We also discuss why any effort to promote uniform recommendations may be fundamentally the wrong approach in a heterogeneous population. There is, simultaneously, much overuse and much underuse of PSA screening. Low-risk American men and various elderly populations are screened too much. Yet specific subpopulations—some groups of African-American men, as well as men with first-degree-relative prostate cancer survivors—might even require more aggressive screening. On average, we almost certainly overscreen. Yet this fact about the overall population doesn’t tell the whole story.
Part II may be more interesting to people who’ve already thought about these issues in detail. We discuss the ironic fact that pervasive (and thus, in the aggregate, costly) therapies such as mammography and PSA testing are among the interventions most difficult to evaluate though a transparent randomized trial.

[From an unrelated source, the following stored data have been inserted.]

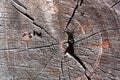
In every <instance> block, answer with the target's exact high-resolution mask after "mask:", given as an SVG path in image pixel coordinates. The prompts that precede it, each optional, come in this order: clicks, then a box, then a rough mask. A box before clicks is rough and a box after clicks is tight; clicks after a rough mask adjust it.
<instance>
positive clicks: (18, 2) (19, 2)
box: [13, 0, 27, 10]
mask: <svg viewBox="0 0 120 80" xmlns="http://www.w3.org/2000/svg"><path fill="white" fill-rule="evenodd" d="M13 2H15V3H16V4H18V5H19V6H20V7H23V8H24V9H26V10H27V7H25V5H23V4H22V3H21V2H19V1H18V0H13Z"/></svg>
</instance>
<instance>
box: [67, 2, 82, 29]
mask: <svg viewBox="0 0 120 80" xmlns="http://www.w3.org/2000/svg"><path fill="white" fill-rule="evenodd" d="M82 3H83V0H81V2H80V0H78V1H77V4H76V6H75V8H74V10H73V13H72V15H71V17H70V19H69V21H68V23H67V25H66V28H67V27H68V26H69V24H70V22H71V20H72V18H73V17H74V15H75V12H76V10H77V8H78V6H79V4H80V6H81V5H82Z"/></svg>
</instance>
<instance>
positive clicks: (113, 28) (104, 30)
mask: <svg viewBox="0 0 120 80" xmlns="http://www.w3.org/2000/svg"><path fill="white" fill-rule="evenodd" d="M118 29H120V28H113V29H103V30H101V31H98V32H95V33H93V34H91V35H88V36H87V37H85V38H82V39H80V40H77V41H75V43H77V42H80V41H83V40H85V39H87V38H89V37H91V36H94V35H96V34H98V33H100V32H104V31H107V30H118Z"/></svg>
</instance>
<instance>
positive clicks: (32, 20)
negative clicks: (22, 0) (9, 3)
mask: <svg viewBox="0 0 120 80" xmlns="http://www.w3.org/2000/svg"><path fill="white" fill-rule="evenodd" d="M11 4H12V3H11ZM12 6H13V7H14V8H15V9H16V10H18V11H19V12H20V13H21V14H23V15H25V16H26V17H27V18H29V19H30V20H32V21H33V22H34V18H32V17H31V16H30V15H28V14H27V13H24V12H22V11H21V10H19V9H18V8H17V7H16V6H15V5H13V4H12Z"/></svg>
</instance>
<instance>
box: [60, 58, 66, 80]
mask: <svg viewBox="0 0 120 80" xmlns="http://www.w3.org/2000/svg"><path fill="white" fill-rule="evenodd" d="M61 70H62V76H63V77H64V72H63V62H62V59H61ZM63 80H65V79H63Z"/></svg>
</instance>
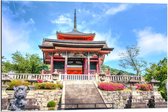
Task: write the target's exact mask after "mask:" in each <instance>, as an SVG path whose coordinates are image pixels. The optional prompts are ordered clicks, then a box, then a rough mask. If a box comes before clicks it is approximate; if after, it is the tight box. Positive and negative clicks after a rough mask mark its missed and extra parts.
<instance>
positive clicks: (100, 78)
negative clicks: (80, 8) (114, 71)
mask: <svg viewBox="0 0 168 112" xmlns="http://www.w3.org/2000/svg"><path fill="white" fill-rule="evenodd" d="M105 76H106V75H105V74H104V73H100V74H99V77H100V81H105Z"/></svg>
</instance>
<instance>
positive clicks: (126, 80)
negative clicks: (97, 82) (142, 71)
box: [105, 75, 141, 82]
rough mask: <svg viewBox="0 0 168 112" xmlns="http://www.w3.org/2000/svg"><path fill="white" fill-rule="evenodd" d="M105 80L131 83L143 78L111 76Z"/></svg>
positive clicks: (128, 76) (138, 76)
mask: <svg viewBox="0 0 168 112" xmlns="http://www.w3.org/2000/svg"><path fill="white" fill-rule="evenodd" d="M105 80H109V81H112V82H129V81H130V80H134V81H135V80H136V81H140V80H141V76H130V75H111V76H105Z"/></svg>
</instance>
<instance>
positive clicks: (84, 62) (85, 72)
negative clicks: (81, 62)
mask: <svg viewBox="0 0 168 112" xmlns="http://www.w3.org/2000/svg"><path fill="white" fill-rule="evenodd" d="M85 73H86V59H85V58H84V59H83V74H85Z"/></svg>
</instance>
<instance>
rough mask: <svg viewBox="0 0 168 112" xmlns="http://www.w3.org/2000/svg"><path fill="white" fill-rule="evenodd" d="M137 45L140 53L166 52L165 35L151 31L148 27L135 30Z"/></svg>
mask: <svg viewBox="0 0 168 112" xmlns="http://www.w3.org/2000/svg"><path fill="white" fill-rule="evenodd" d="M135 32H136V36H137V37H138V39H137V46H138V47H139V48H140V50H141V54H142V55H150V54H157V53H166V52H167V37H166V35H164V34H161V33H156V32H153V31H152V29H151V28H150V27H148V28H145V29H143V30H140V31H135Z"/></svg>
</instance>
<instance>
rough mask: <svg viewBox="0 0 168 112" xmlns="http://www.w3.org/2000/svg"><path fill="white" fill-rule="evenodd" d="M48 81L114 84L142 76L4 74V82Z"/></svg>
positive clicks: (41, 74) (136, 79)
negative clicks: (113, 83)
mask: <svg viewBox="0 0 168 112" xmlns="http://www.w3.org/2000/svg"><path fill="white" fill-rule="evenodd" d="M13 79H17V80H30V81H33V80H38V79H41V80H47V81H52V80H54V79H59V80H98V79H104V80H106V81H112V82H129V81H130V80H134V81H140V80H141V76H130V75H111V76H105V75H104V76H98V75H95V74H89V75H88V74H80V75H79V74H78V75H77V74H68V75H67V74H59V76H58V75H57V76H56V75H51V74H8V73H2V80H13Z"/></svg>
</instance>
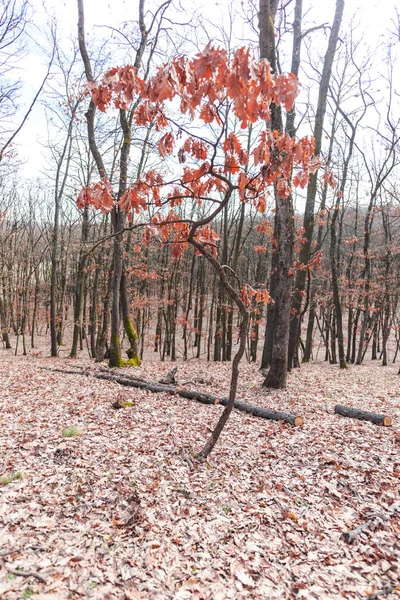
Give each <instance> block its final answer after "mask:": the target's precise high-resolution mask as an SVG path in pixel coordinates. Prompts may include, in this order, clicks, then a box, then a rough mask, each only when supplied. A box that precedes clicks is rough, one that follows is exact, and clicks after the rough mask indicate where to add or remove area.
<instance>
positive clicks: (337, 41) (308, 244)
mask: <svg viewBox="0 0 400 600" xmlns="http://www.w3.org/2000/svg"><path fill="white" fill-rule="evenodd" d="M343 10H344V0H336V9H335V16H334V19H333V24H332V28H331V33H330V36H329V42H328V49H327V51H326V54H325V59H324V66H323V69H322V76H321V81H320V85H319V94H318V104H317V112H316V115H315V125H314V139H315V156H319V155H320V153H321V146H322V136H323V128H324V119H325V112H326V104H327V97H328V89H329V81H330V78H331V73H332V65H333V59H334V57H335V53H336V46H337V42H338V38H339V30H340V25H341V22H342V16H343ZM317 182H318V171H317V172H316V173H314V174H313V175H311V176H310V182H309V184H308V187H307V199H306V206H305V209H304V220H303V228H304V229H305V233H304V238H305V239H306V241H305V242H304V244H303V245H302V247H301V250H300V254H299V261H300V263H301V264H304V265H306V264H308V261H309V259H310V251H311V242H312V236H313V231H314V212H315V199H316V195H317ZM305 283H306V271H303V270H301V269H298V270H297V273H296V281H295V290H294V296H293V302H292V308H293V314H294V318H292V321H291V325H290V342H289V361H288V365H289V369H291V368H292V367H293V366H295V363H294V357H295V356H296V353H297V352H296V349H297V345H298V339H299V335H300V327H301V319H300V313H301V305H302V301H303V292H304V289H305ZM296 317H298V318H296Z"/></svg>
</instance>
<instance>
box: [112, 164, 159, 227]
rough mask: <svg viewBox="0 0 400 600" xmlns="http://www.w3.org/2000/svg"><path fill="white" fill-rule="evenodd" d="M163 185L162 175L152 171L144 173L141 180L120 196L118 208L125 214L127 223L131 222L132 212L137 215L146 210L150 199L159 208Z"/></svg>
mask: <svg viewBox="0 0 400 600" xmlns="http://www.w3.org/2000/svg"><path fill="white" fill-rule="evenodd" d="M163 184H164V181H163V178H162V175H161V174H160V173H157V172H156V171H154V170H152V171H149V172H147V173H145V174H144V175H143V178H142V179H141V180H137V181H135V182H134V183H133V184H132V186H131V187H130V188H129V189H128V190H127V191H126V192H125V193H124V194H122V196H121V198H120V199H119V202H118V206H119V207H120V209H121V210H123V211H124V212H125V213H126V214H127V216H128V221H129V222H132V212H133V211H135V213H136V214H139V213H140V212H141V211H142V210H146V208H147V206H148V202H149V200H150V199H151V198H152V199H153V201H154V204H155V205H156V206H161V188H162V186H163ZM150 197H151V198H150Z"/></svg>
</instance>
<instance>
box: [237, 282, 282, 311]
mask: <svg viewBox="0 0 400 600" xmlns="http://www.w3.org/2000/svg"><path fill="white" fill-rule="evenodd" d="M240 298H241V300H242V302H243V304H244V305H245V306H247V307H249V306H251V304H252V301H253V300H254V301H255V302H256V304H260V303H261V302H262V303H263V304H271V303H272V302H274V301H273V300H272V298H271V296H270V295H269V292H268V290H261V289H257V290H255V289H254V288H252V287H251V286H250V285H248V284H247V283H246V284H245V285H244V286H243V287H242V289H241V292H240Z"/></svg>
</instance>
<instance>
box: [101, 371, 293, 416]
mask: <svg viewBox="0 0 400 600" xmlns="http://www.w3.org/2000/svg"><path fill="white" fill-rule="evenodd" d="M95 377H96V378H97V379H105V380H107V381H115V382H116V383H119V384H120V385H125V386H129V387H135V388H140V389H144V390H148V391H150V392H155V393H167V394H172V395H178V396H181V397H182V398H187V399H188V400H197V402H201V403H202V404H221V405H222V406H226V405H227V404H228V402H229V400H228V398H218V397H217V396H212V395H211V394H202V393H200V392H194V391H191V390H185V389H182V388H180V387H179V386H176V385H166V384H163V383H155V382H152V381H146V380H144V379H139V378H137V377H133V376H131V375H127V374H125V373H124V374H123V373H121V374H120V375H114V374H106V373H97V374H96V375H95ZM234 408H236V410H240V411H242V412H245V413H248V414H251V415H253V416H255V417H261V418H262V419H269V420H272V421H284V422H285V423H290V424H291V425H295V426H297V427H299V426H301V425H303V417H300V416H299V415H292V414H290V413H286V412H281V411H277V410H270V409H268V408H262V407H259V406H253V405H251V404H246V402H242V401H236V402H235V404H234Z"/></svg>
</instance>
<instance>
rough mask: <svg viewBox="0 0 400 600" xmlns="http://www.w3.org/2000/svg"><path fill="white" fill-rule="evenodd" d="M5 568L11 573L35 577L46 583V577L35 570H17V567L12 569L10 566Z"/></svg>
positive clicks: (37, 578) (16, 574)
mask: <svg viewBox="0 0 400 600" xmlns="http://www.w3.org/2000/svg"><path fill="white" fill-rule="evenodd" d="M6 569H7V571H8V572H9V573H12V574H13V575H19V576H20V577H36V579H38V580H39V581H41V582H42V583H47V579H46V577H43V575H41V574H40V573H37V572H36V571H18V569H12V568H11V567H7V566H6Z"/></svg>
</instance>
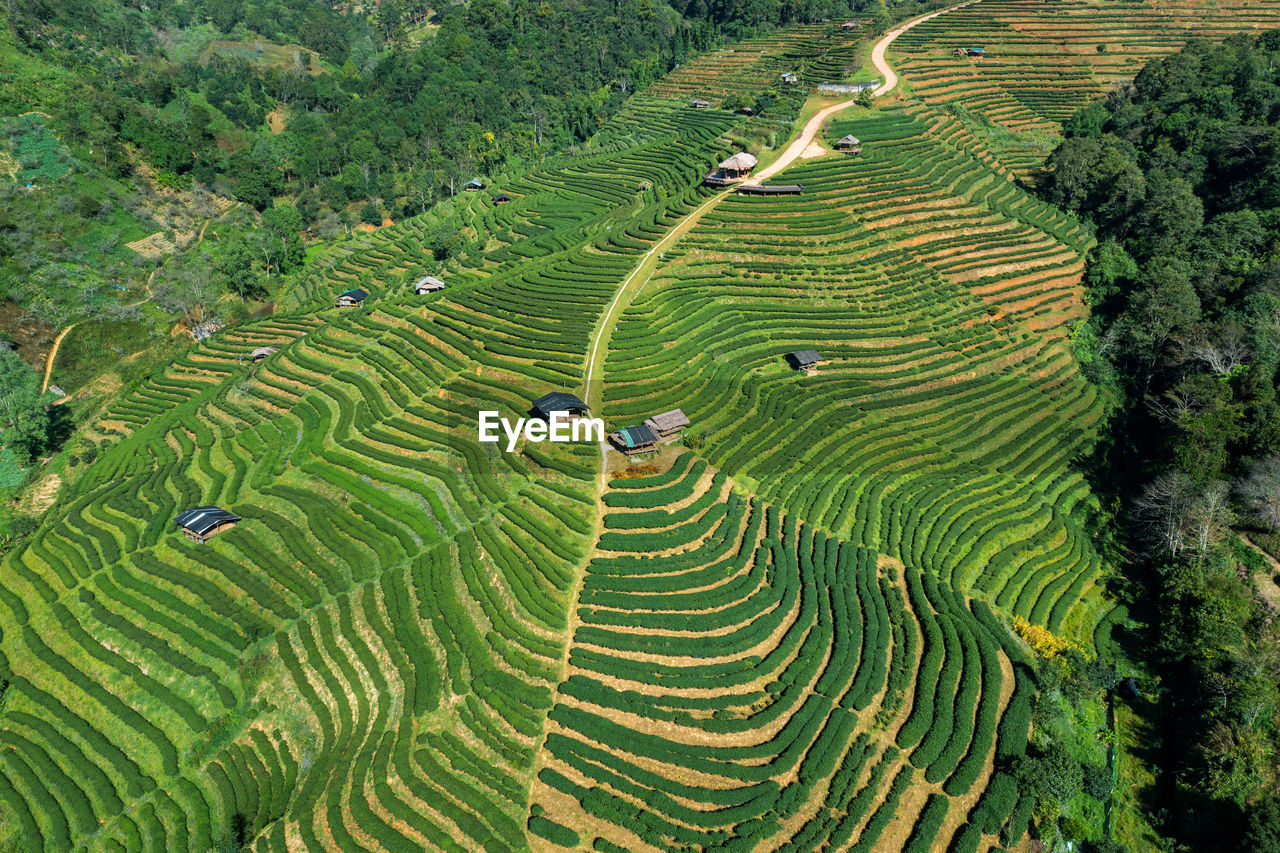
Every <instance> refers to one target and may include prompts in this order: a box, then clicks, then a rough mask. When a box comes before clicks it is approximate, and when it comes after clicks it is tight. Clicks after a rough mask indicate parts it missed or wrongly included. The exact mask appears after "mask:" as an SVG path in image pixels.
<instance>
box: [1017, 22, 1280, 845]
mask: <svg viewBox="0 0 1280 853" xmlns="http://www.w3.org/2000/svg"><path fill="white" fill-rule="evenodd" d="M1277 63H1280V36H1277V33H1276V32H1266V33H1262V35H1238V36H1233V37H1230V38H1228V40H1226V41H1225V42H1224V44H1211V42H1207V41H1193V42H1192V44H1189V45H1188V46H1187V47H1185V49H1184V50H1183V51H1180V53H1178V54H1174V55H1171V56H1167V58H1165V59H1158V60H1155V61H1152V63H1151V64H1148V65H1147V67H1146V68H1144V69H1143V70H1142V72H1140V73H1139V74H1138V77H1137V78H1135V79H1134V83H1133V86H1129V87H1124V88H1120V90H1117V91H1115V92H1114V93H1111V95H1110V96H1108V97H1107V100H1106V101H1105V102H1102V104H1094V105H1092V106H1089V108H1087V109H1085V110H1083V111H1080V113H1079V114H1078V115H1076V117H1075V118H1074V119H1073V120H1071V122H1069V123H1068V127H1066V131H1068V140H1066V141H1065V142H1064V143H1062V145H1061V146H1060V147H1059V149H1057V151H1055V154H1053V155H1052V158H1051V159H1050V165H1051V167H1052V173H1051V174H1050V175H1047V181H1046V192H1047V193H1048V195H1050V197H1051V199H1052V200H1055V201H1056V202H1059V204H1061V205H1064V206H1066V207H1069V209H1073V210H1075V211H1078V213H1079V214H1080V215H1083V216H1085V218H1088V219H1091V220H1092V222H1093V223H1094V225H1096V227H1097V234H1098V245H1097V247H1096V248H1094V250H1093V251H1092V254H1091V256H1089V265H1088V272H1087V275H1085V283H1087V287H1088V297H1089V302H1092V304H1093V306H1094V314H1093V318H1092V319H1091V320H1089V321H1088V325H1085V327H1082V328H1080V329H1078V332H1076V336H1075V350H1076V355H1078V356H1079V357H1080V360H1082V361H1083V362H1084V365H1085V370H1087V373H1088V374H1089V375H1091V378H1093V379H1096V380H1097V382H1100V383H1103V384H1105V386H1107V387H1108V388H1110V389H1111V391H1112V396H1114V398H1115V401H1116V403H1117V409H1119V411H1117V415H1116V418H1114V419H1112V421H1111V425H1110V429H1108V435H1107V437H1106V441H1105V444H1103V447H1105V457H1103V459H1102V460H1101V461H1100V465H1098V471H1100V475H1101V478H1102V479H1103V483H1105V487H1106V488H1110V489H1111V491H1114V492H1115V493H1116V494H1117V496H1119V497H1120V498H1121V500H1123V501H1124V503H1125V508H1126V510H1129V511H1130V512H1132V517H1133V520H1134V524H1133V525H1130V526H1129V529H1128V530H1125V532H1124V533H1125V534H1129V537H1130V538H1132V539H1133V544H1135V546H1140V548H1134V549H1133V551H1140V552H1142V553H1140V556H1139V558H1137V560H1134V561H1133V562H1134V564H1135V565H1134V567H1133V574H1134V575H1140V579H1135V580H1134V581H1133V583H1132V584H1129V589H1130V590H1133V592H1134V593H1135V596H1137V597H1139V598H1140V599H1143V601H1135V602H1132V605H1134V606H1142V607H1143V608H1146V610H1147V612H1149V613H1152V619H1151V622H1152V633H1151V635H1149V637H1147V638H1143V639H1142V640H1140V642H1142V643H1143V644H1144V647H1146V648H1147V649H1149V651H1151V657H1152V661H1151V662H1152V663H1153V665H1156V666H1162V667H1165V672H1164V675H1165V685H1166V686H1167V688H1169V689H1170V692H1171V694H1172V695H1176V697H1179V699H1178V702H1176V703H1175V704H1174V706H1172V707H1169V706H1162V707H1161V712H1160V716H1161V721H1160V722H1161V724H1165V725H1167V727H1166V729H1165V730H1164V731H1162V733H1161V738H1162V739H1164V740H1165V749H1166V751H1167V752H1169V754H1171V756H1176V758H1175V760H1174V761H1172V762H1170V765H1172V766H1171V767H1166V768H1165V771H1166V772H1167V774H1169V779H1167V780H1165V781H1166V783H1167V784H1166V789H1167V790H1171V792H1175V799H1174V802H1172V803H1171V804H1170V806H1169V807H1170V809H1171V811H1172V812H1174V813H1175V815H1178V818H1176V820H1175V821H1172V827H1171V831H1174V833H1175V834H1180V835H1181V834H1185V839H1183V840H1185V843H1188V844H1192V845H1193V847H1201V845H1204V847H1206V849H1224V850H1225V849H1239V840H1240V839H1239V833H1240V826H1242V825H1240V822H1239V821H1235V820H1231V817H1230V816H1231V815H1234V813H1236V811H1238V808H1239V807H1242V806H1244V803H1245V802H1247V800H1248V799H1249V798H1252V797H1254V795H1256V794H1258V793H1261V792H1262V790H1263V789H1265V786H1266V784H1267V783H1266V781H1265V779H1266V776H1267V774H1266V772H1265V771H1263V770H1262V765H1263V763H1265V762H1263V761H1262V760H1261V756H1262V754H1263V753H1266V752H1270V751H1272V749H1274V748H1275V731H1274V726H1272V725H1271V724H1270V722H1266V724H1263V722H1261V721H1262V720H1263V719H1266V720H1270V719H1271V716H1272V715H1274V712H1275V708H1276V707H1277V704H1280V697H1277V693H1276V689H1275V683H1274V679H1271V680H1270V681H1266V680H1258V679H1254V678H1253V676H1252V675H1251V672H1253V671H1256V667H1254V666H1253V661H1256V660H1257V656H1258V654H1260V653H1261V654H1270V653H1274V648H1275V640H1274V638H1271V639H1263V638H1262V634H1261V633H1258V631H1257V629H1256V625H1257V624H1258V621H1257V620H1258V611H1257V605H1256V593H1254V590H1253V584H1252V583H1249V581H1248V580H1242V576H1243V578H1248V576H1249V575H1252V574H1253V571H1256V570H1254V569H1248V567H1245V566H1248V562H1247V561H1245V557H1244V555H1242V553H1240V552H1239V551H1238V549H1233V548H1231V547H1230V546H1229V544H1228V542H1226V540H1225V537H1224V533H1225V532H1226V530H1228V528H1229V525H1230V523H1231V520H1233V519H1231V514H1230V511H1231V510H1233V508H1234V510H1235V515H1236V517H1238V519H1240V520H1244V521H1248V523H1253V524H1258V525H1261V526H1265V528H1267V529H1271V528H1272V526H1274V525H1275V523H1276V521H1277V520H1280V517H1277V516H1276V515H1275V514H1274V512H1272V510H1270V508H1268V507H1274V506H1275V501H1276V497H1280V482H1277V480H1276V478H1275V471H1276V459H1277V456H1276V455H1277V453H1280V407H1277V402H1276V377H1277V368H1280V337H1277V336H1276V334H1275V333H1274V332H1272V330H1270V329H1271V325H1270V323H1271V318H1274V316H1275V313H1276V307H1277V305H1280V292H1277V291H1276V277H1277V270H1280V251H1277V247H1280V177H1277V175H1280V172H1277V169H1276V165H1275V164H1276V156H1277V152H1280V145H1277V140H1280V73H1277ZM1233 480H1234V484H1235V488H1234V493H1235V496H1236V497H1238V498H1239V501H1238V503H1236V505H1235V507H1233V506H1231V501H1230V500H1229V498H1230V496H1231V492H1233V489H1231V482H1233ZM1161 519H1164V520H1162V521H1161ZM1192 519H1199V520H1201V521H1199V524H1201V525H1202V526H1201V530H1202V533H1203V535H1199V537H1197V538H1194V539H1183V538H1181V537H1180V532H1181V530H1187V529H1189V525H1190V524H1192ZM1238 564H1240V565H1238ZM1146 590H1151V592H1149V593H1148V592H1146ZM1258 643H1261V644H1262V647H1263V648H1266V649H1268V651H1262V648H1260V647H1258ZM1042 680H1043V686H1044V688H1046V689H1048V690H1057V689H1060V690H1062V693H1064V695H1068V698H1073V699H1078V698H1079V697H1080V695H1082V694H1083V693H1088V692H1093V690H1097V689H1105V688H1108V686H1112V685H1114V681H1115V675H1114V674H1112V672H1107V671H1105V670H1103V669H1102V667H1100V666H1098V665H1096V663H1085V662H1084V661H1082V660H1062V661H1059V662H1057V665H1055V666H1046V667H1044V670H1043V672H1042ZM1224 683H1231V684H1234V685H1236V686H1235V688H1234V689H1233V690H1230V692H1228V694H1226V695H1224V697H1222V698H1221V699H1216V698H1215V699H1211V698H1210V695H1211V694H1212V685H1215V684H1224ZM1028 766H1029V765H1028ZM1094 775H1096V774H1094V772H1092V771H1091V772H1087V775H1085V781H1087V783H1088V788H1089V789H1091V790H1089V793H1091V795H1093V797H1096V798H1098V799H1102V798H1103V795H1105V792H1106V789H1107V788H1108V784H1107V785H1103V784H1102V780H1096V779H1093V776H1094ZM1175 776H1176V779H1178V780H1179V781H1178V784H1174V781H1172V780H1174V777H1175ZM1107 783H1108V780H1107ZM1042 793H1043V792H1042ZM1184 797H1185V798H1184Z"/></svg>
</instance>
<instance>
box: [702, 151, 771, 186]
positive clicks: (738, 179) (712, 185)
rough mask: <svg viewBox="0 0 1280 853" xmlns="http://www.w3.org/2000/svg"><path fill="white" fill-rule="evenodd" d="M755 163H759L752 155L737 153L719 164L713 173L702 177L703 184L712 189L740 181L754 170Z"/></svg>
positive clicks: (745, 153) (709, 173)
mask: <svg viewBox="0 0 1280 853" xmlns="http://www.w3.org/2000/svg"><path fill="white" fill-rule="evenodd" d="M756 163H759V160H756V159H755V155H754V154H748V152H746V151H739V152H737V154H735V155H733V156H731V158H728V159H727V160H724V161H723V163H721V164H719V167H717V168H716V170H714V172H708V173H707V175H705V177H703V183H705V184H708V186H712V187H723V186H724V184H728V183H733V182H735V181H741V179H742V178H745V177H748V175H749V174H751V169H754V168H755V164H756Z"/></svg>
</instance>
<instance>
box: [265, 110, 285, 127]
mask: <svg viewBox="0 0 1280 853" xmlns="http://www.w3.org/2000/svg"><path fill="white" fill-rule="evenodd" d="M288 115H289V113H288V110H287V109H285V108H284V106H276V108H275V109H274V110H271V111H270V113H268V114H266V126H268V127H269V128H271V133H280V132H282V131H284V123H285V120H287V119H288Z"/></svg>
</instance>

PSA screening has been subject to two very large trials conducted over more than a decade.
Because death is a rare and delayed outcome, you need to follow a really huge sample over a long period of time. Study investigators originally anticipated that 25 percent of the control group would obtain PSA screening anyway. In fact, 52 percent of the control group did so. Moreover, the PSA screening trials were stopped early, given the lack of evidence of patient benefit associated with the screening. Even if the trial weren’t stopped early, it’s not always practical or useful to run a trial out twenty years when we need answers long before that time.
An efficient randomized trial includes relatively homogeneous treatment and control groups. Such homogeneity makes it easier to distinguish the impact of a specific treatment. Unfortunately the real patient population is far more diverse. For example, only four percent of the study population was African-American, even though African-Americans have markedly higher prostate cancer mortality than non-Hispanic whites.
For these reasons and others, even large trials often lack the sample size really required to tease out the differences between treatment and control groups. Analytic simulation models (exemplified by the CEPAC HIV model) could improve on the current situation. If one has a good model and a good set of biomarkers to capture the natural history of disease, such simulations can greatly complement randomized trials.
Despite these advantages, I’m skeptical that USPSTF will move away from RCTs as the central tool to evaluate medical and public health interventions. There is at least an apparent solidity and transparency to RCTs that makes these the gold standard for policymakers and those devising controversial guidelines of care. Micro-simulation models need too many moving parts, often require forbidding complexity, offer too many portals for special-interest critique and manipulation.
Thus, the randomized trial is king. For the most part, this is a good thing. But this leads key questions unanswered, too.